= Kari Garmann =

Norwegian politician (born 1945–2026)

Kari Garmann (née Gram; 16 June 1945 – 7 February 2026) was a Norwegian politician for the Conservative Party.

She was born in Oslo as a daughter of barrister Peder "Per" Gram and alpine skier Johanne "Hannemor" Gram, née Dybwad. Her paternal grandparents were physician Harald Mathias "Mads" Gram and art historian Irma Ingertha Schram. Her maternal grandfather was barrister Nils Juell Dybwad; great-grandparents Vilhelm Dybwad and Johanne Dybwad.

She finished her secondary education in 1964 and Oslo Commerce School in 1965. She graduated from the University of Oslo with the cand.polit. degree in 1973. She worked as a consultant in Oslo Municipality from 1972, then from 1976 to 1980 as a secretary for the Oslo Conservative Party's city council group.

She was a member of Oslo city council from 1979 to 1987, spending six years as a deputy member of the executive committee.
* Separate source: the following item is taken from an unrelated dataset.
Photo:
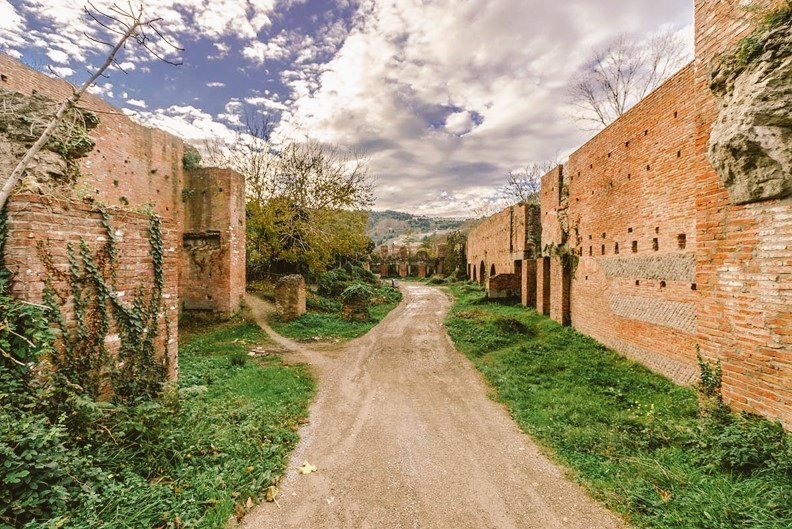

She was elected as a deputy representative to the Parliament of Norway from Oslo in 1985, and was re-elected as such in 1989. She twice served as a regular member of Parliament, first moving up to fill the seat of Kåre Willoch who led Willoch's Second Cabinet and later for Kristin Clemet who was a member of Syse's Cabinet.

In 1991 she took an MBA at the BI Norwegian Business School. From 1992 to 1995 she was the director of Norges Postbank, then an independent consultant in Scandinavian Management Consultants. From 2004 to her retirement in 2012 she was a secretary in the organization Oslo Region.

Garmann has been a board member of Diakonhjemmet Hospital from 1984 to 1988 and Oslo Bolig- og Sparelag from 1987. She has also been a programme councillor for NRK Østlandssendingen from 1984 to 1987.